A evolução nos faz perceber que é forte a tendência dos filósofos nas teorias penais. Direito é uma parte social sendo que a adequação social seria o elemento normativo do tipo. Assim, se de Kant origina-se a Escola Positiva, é de Güther Jakobs e Luhmann que decorre sua visão funcionalista.

Com base em um funcionalismo penal é que se chegou à imputação objetiva, cuja aceitação não é pacífica. Introduzida na Alemanha, passou pela Espanha e alguns países latinos americanos. No Brasil, há uma corrente da doutrina que não aceita tal teoria, mas já há julgados aceitando. Aliás, o cerne da teoria, que o "princípio do incremento do risco", nas palavras do próprio Roxim, "... não se pode dar ainda por concluída". Vê-se a necessidade de um estudo mais aprofundado, mas é de grande valia para o direito penal moderno.

Risco proibido e risco permitido

Riscos permitidos: são condutas atípicas. Todo o desenvolvimento tecnológico moderno trás riscos permitidos. Toda a atividade humana tem perigo de dano. Para Damásio ([5])

Há que consignar-se, entretanto, que o risco permitido (categoria própria da imputação objetiva) não se confunde com a negligência, imprudência ou imperícia (espécies de culpa). Lá, a verificação recai sobre as regras do ordenamento social (apreciação ante factum), dispensando uma análise individualizada (post factum). No risco permitido há uma tolerância genérica de condutas consideradas atípicas ex ante facto e de forma abstrata (conceito formal). Quando, contudo, aprecia-se o comportamento do autor perante a observância ou inobservância do dever objetivo de cuidado, analisa-se o fenômeno social post factum, diante de suas circunstâncias concretas.

Riscos proibidos: produzem um resultado típico, contrário à norma, o perigo desaprovado conduz à tipicidade da conduta culposa ou dolosa.

Esta teoria tenta conjugar teorias já existentes, sendo uma compilação de aprendizagem aprendidas, trazendo as como diferença: a adequação social é elemento normativo do tipo; não falamos mais em resultado natural, já que será sempre caracterizado pelo risco ao objeto jurídico. Dessa forma, desenvolveu-se a distinção entre risco permitido e risco proibido; a conduta só será imputável objetivamente ao agente se houver liame mínimo entre a conduta e o resultado final. Na verdade é a adoção da teoria do incremento do risco

De outro modo, não se atribui objetivamente o resultado na hipótese de ausência do risco do resultado, que inclui as situações em que o autor não cria risco do resultado, ou reduz o risco preexistente de resultado. Um exemplo é alguém, que para evitar que um objeto caia sobre a cabeça de uma pessoa, desvia o objeto e acaba somente lesionado o ombro.

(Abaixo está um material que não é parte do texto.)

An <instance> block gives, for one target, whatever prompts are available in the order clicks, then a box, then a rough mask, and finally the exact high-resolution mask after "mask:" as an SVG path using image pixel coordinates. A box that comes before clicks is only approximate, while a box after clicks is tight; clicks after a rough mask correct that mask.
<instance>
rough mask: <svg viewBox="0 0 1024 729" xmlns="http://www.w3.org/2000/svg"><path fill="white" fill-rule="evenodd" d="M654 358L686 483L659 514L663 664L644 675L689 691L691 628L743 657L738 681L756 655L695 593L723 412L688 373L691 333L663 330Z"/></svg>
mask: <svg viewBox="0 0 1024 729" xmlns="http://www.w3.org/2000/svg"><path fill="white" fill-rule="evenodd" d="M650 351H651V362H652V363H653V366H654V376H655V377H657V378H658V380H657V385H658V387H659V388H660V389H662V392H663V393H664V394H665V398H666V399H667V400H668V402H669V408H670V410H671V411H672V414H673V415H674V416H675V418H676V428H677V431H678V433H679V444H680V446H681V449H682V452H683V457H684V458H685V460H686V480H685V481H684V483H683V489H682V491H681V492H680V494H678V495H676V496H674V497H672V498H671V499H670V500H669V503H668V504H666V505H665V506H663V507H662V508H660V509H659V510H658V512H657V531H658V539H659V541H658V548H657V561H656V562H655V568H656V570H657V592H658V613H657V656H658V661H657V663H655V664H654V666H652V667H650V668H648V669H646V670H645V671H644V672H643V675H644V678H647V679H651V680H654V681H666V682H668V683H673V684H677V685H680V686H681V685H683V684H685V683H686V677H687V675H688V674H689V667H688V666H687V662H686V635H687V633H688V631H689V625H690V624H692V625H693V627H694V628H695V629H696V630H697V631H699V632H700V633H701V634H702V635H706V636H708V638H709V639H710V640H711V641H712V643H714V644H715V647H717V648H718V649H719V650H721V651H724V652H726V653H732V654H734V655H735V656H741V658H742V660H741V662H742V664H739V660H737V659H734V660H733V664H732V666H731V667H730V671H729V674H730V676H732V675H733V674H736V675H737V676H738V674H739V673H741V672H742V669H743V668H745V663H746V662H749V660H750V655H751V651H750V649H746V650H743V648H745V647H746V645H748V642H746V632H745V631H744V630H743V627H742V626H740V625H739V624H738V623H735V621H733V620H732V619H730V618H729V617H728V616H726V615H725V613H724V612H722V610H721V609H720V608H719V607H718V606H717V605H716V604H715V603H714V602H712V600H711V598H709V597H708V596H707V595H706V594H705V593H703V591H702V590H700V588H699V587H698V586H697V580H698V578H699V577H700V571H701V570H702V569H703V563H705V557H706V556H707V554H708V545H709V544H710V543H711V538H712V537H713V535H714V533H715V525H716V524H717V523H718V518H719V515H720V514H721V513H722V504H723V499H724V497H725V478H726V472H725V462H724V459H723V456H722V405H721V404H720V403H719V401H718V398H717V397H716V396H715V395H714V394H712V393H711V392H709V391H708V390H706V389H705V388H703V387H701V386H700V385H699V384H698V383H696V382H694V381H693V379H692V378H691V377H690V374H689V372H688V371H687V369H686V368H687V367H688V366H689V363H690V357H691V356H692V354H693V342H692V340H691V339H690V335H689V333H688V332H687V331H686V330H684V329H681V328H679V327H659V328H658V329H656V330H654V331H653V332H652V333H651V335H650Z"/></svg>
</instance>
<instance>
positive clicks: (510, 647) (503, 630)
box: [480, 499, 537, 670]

Como bem entende Lívia Nogueira Ramos

Só haverá imputação objetiva quando for possível imputar um resultado a uma pessoa se a ação desta criou um risco juridicamente desaprovado que está refletido no resultado típico. [vii]

Para a autora Claus Roxin criou parâmetros para a determinação do juízo de imputação objetiva: "diminuição do risco; a criação ou não-criação de um risco juridicamente relevante; o incremento ou falta de aumento do risco permitido; o âmbito de proteção da norma e o alcance do tipo".

A teoria da imputação objetiva é aplicável quando não se deve imputar a alguém um resultado lesivo (crime) ao bem jurídico levando-se em consideração somente os fatores primários do tipo impostos pelas teorias já existentes, tendo, contudo, de ser apreciado o risco causado pela ação e o resultado lesivo desta.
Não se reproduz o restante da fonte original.